Come mai c’è questa crisi di vocazioni al ministero pastorale?

«E’ ormai urgente una riflessione sul ministero pastorale, perché molti giovani fanno un percorso di studi di teologia che potrebbe portare al pastorato ma poi non chiedono di essere consacrati. Dobbiamo capire perché, se il problema è di ordine pratico – per il carico di lavoro o gli spostamenti – o vocazionale. Il prossimo sinodo sarà proprio dedicato alla riflessione sui ministeri, con l’intenzione anche di incentivare l’impegno e la responsabilità dei membri di chiesa che vogliano mettersi al servizio della comunità, soprattutto nelle chiese che non hanno un pastore a tempo pieno».

Il sinodo ha anche deciso di intraprendere una grande pastorale urbana: con quale obiettivo?

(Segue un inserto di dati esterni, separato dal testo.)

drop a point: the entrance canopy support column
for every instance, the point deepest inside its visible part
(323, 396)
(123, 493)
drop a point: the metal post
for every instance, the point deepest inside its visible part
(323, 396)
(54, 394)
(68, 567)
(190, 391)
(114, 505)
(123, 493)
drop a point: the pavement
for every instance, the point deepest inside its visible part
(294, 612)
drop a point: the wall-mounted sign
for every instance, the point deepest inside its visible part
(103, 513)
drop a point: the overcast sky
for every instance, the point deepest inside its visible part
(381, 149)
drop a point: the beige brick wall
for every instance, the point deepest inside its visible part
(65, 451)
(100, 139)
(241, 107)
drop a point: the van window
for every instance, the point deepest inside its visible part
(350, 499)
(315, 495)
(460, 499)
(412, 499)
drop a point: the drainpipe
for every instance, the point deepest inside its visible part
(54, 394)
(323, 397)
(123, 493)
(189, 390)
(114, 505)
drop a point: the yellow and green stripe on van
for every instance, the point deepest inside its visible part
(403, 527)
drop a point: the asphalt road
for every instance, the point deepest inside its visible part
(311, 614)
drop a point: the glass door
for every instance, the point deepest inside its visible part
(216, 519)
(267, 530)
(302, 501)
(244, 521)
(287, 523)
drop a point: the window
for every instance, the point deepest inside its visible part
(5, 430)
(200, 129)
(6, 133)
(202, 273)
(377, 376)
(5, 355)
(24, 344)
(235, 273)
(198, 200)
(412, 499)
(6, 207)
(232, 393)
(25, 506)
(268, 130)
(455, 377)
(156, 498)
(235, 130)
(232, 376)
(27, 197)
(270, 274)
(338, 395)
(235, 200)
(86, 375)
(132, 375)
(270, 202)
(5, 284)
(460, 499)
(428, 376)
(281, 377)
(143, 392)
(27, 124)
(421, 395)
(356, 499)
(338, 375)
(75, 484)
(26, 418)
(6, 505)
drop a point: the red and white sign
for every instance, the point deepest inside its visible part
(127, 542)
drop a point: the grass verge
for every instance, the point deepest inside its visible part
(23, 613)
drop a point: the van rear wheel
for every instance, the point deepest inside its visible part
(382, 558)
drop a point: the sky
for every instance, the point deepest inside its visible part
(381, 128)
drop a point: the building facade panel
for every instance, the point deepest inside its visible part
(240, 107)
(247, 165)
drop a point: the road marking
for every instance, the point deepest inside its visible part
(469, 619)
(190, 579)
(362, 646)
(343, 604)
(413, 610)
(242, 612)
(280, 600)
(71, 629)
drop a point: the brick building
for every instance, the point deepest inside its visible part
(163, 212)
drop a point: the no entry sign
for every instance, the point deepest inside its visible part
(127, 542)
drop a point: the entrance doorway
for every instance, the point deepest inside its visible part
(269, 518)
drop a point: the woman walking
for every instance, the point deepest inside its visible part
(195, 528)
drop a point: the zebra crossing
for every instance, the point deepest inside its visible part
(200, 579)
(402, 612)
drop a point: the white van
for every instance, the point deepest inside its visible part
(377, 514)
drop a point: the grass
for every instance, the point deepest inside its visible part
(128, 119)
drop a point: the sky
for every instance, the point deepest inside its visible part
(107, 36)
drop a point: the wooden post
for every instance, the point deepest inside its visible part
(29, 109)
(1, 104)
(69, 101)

«La storia della chiesa valdese rioplatense è sempre stata rurale. Quando le comunità si sono inserite in ambiti cittadini, riproducevano dinamiche di paese, senza integrarsi e svilupparsi nella nuova realtà: di fatto le chiese sono impreparate alle sfide della città. Abbiamo bisogno di una formazione su come essere missionari in un contesto urbano; in questo senso abbiamo chiesto un supporto alla chiesa presbiteriana degli Stati Uniti, che ha una grande esperienza in proposito e che speriamo possa indicarci il cammino».